You budget your money. Why not your mental health?



Morgan Housel is one of the most read voices in personal finance in recent times. He argued that the main goal of creating wealth is not money itself – it is freedom.1 The freedom to wake up every morning and choose how to spend your day, build relationships on your own terms, and live by your own values ​​rather than someone else’s expectations.

Money is the idea of ​​freedom that few people consider. Yet at a time when mental health has never been widely discussed, many of us never stop to ask the same question about our own psychological well-being. What is the true purpose of mental health? Is it just to prevent or treat the diagnosis, or is it something higher and more inspiring?

The answer, this blog post suggests, is the same as financial health: freedom. The freedom to be who you want to be, live your life the way you want, choose your own values, and have fulfilling relationships. In short, a self-determined life.

And if that premise rings true to you, then mental health, like personal finance, is probably not as mysterious as it’s often assumed. Instead, it can rely on a basic set of habits, like a financial plan, that almost anyone can start implementing. 2

What are the key components of a mental health plan, and what can the world of personal finance teach us about creating one?

Mental health plan

Just as financial health is not just the absence of poverty, mental health is not just the absence of poverty. stress or misfortune. Just as sound financial health reliably emerges over time from following basic principles—budgeting, saving, diversifying, setting goals, and so on—so psychological well-being is something that is actively built, by habit, by decision.

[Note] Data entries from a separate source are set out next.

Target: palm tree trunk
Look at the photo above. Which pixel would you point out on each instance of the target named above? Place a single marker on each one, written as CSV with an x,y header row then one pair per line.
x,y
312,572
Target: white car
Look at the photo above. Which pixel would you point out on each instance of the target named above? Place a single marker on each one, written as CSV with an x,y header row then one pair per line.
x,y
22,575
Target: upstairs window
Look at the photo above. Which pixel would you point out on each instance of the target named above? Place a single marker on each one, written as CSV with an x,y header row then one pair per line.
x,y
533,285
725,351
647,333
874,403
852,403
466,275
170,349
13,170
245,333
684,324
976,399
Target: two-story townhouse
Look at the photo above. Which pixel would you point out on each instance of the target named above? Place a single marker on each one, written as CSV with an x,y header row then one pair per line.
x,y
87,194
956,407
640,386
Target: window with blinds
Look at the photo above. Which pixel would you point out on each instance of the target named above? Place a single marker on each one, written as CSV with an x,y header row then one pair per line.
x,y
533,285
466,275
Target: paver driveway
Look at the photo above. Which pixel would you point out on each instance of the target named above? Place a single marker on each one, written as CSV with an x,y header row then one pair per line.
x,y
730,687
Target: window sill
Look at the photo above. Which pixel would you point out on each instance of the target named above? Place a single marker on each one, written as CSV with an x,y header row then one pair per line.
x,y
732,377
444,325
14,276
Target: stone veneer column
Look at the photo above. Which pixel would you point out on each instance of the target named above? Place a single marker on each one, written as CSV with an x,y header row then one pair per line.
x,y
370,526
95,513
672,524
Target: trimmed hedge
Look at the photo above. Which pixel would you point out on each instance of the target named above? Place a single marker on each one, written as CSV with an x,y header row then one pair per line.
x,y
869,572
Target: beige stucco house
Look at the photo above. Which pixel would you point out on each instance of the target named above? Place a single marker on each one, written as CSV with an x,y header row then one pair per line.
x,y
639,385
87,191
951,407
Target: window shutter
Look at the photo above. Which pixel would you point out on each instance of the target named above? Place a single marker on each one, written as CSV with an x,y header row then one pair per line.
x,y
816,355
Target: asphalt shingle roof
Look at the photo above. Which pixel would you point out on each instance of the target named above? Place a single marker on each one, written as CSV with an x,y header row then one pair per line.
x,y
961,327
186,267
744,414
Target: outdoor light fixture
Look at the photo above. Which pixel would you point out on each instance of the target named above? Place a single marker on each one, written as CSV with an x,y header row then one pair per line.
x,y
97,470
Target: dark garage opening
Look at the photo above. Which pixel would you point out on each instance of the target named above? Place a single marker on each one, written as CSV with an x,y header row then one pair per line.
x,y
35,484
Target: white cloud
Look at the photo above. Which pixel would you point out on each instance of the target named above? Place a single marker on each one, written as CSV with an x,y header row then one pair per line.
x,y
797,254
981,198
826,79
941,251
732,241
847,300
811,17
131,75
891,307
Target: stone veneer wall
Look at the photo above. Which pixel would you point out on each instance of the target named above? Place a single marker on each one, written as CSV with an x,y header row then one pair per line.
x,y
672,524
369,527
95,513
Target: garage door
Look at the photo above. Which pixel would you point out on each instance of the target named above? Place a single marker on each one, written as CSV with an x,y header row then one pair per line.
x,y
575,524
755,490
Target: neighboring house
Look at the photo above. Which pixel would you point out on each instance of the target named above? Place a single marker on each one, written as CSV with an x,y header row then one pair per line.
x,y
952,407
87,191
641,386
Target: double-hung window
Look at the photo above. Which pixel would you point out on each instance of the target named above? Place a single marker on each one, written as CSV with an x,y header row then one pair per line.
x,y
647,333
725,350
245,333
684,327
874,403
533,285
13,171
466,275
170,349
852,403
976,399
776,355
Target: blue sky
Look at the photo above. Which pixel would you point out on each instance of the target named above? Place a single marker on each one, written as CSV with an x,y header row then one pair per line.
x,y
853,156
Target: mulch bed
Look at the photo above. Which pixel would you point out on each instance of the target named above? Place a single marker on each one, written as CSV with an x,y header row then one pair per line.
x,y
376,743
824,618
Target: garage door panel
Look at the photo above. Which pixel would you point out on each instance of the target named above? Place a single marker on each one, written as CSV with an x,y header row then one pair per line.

In the figure below, a direct comparison between financial health and mental health is made by comparing each mental health pillar to its financial equivalent.

Consider the following to help deepen communication in each area of ​​the project.

Sleep similar to your daily emotional and energy budget. Better sleep? Bigger budget. Just as every effective financial plan begins with knowing what you have and what you spend, every effective day begins with sleep. Chronic lack of sleep is more than just fatigue and brain fog we experience. It routinely undermines all the other pillars of a mental health plan.3

Stress endurance it is your emotional liquidity. In finance, liquidity is the ability to absorb unexpected expenses without bankruptcy (for example, the availability of cash in case of unexpected expenses). Stress tolerance works exactly the same way on a biological level. This is a psychological reserve that allows you to respond to the inevitable problems of life and return to the basic state.4

Diversified execution becomes mandatory in our age addiction. A proper investment portfolio is never built around a single asset. Any financial advisor will tell you this is redundant concentration indicates excess risk. Yet most of us build our entire sense of meaning and well-being around narrow sources: a job, a relationship, a particular pursuit, a behavior, or a substance. When one thing fails, everything else collapses with it.

The modern addiction epidemic is, in many ways, the opposite of a diverse mental health portfolio. This happens when the brain’s reward system is focused on a single source. Unfortunately, in our modern times, it is more common than ever dopamine– hot media, entertainment, food and stuff. Diversification also increases our opportunities happiness and protects us from addiction.

Meaning and purpose like financial goals: Both reveal the personal why behind our actions. No good financial plan exists without knowing what you’re ultimately after. Research shows that people with a stronger sense of purpose not only report greater well-being, but also live longer.5 Without a life of purpose and values, the other pillars of mental health are neglected, encouraging directionless activity, aimless action, and fruitless action.

Essential readings of happiness

An underrated prospect

Borrowing from the world of personal finance allows me to offer an underappreciated perspective on mental health: Mental health is not the end. Not an address. And, of course, not only the absence of stress and struggle.

Like financial health, mental health is a path to freedom and self-determination. Like financial health, the path to mental health is based on a blueprint of basic principles that are available to almost anyone who wants to apply them. There are many private paths. The basic habits underlying them are universal. Consider starting with the latter.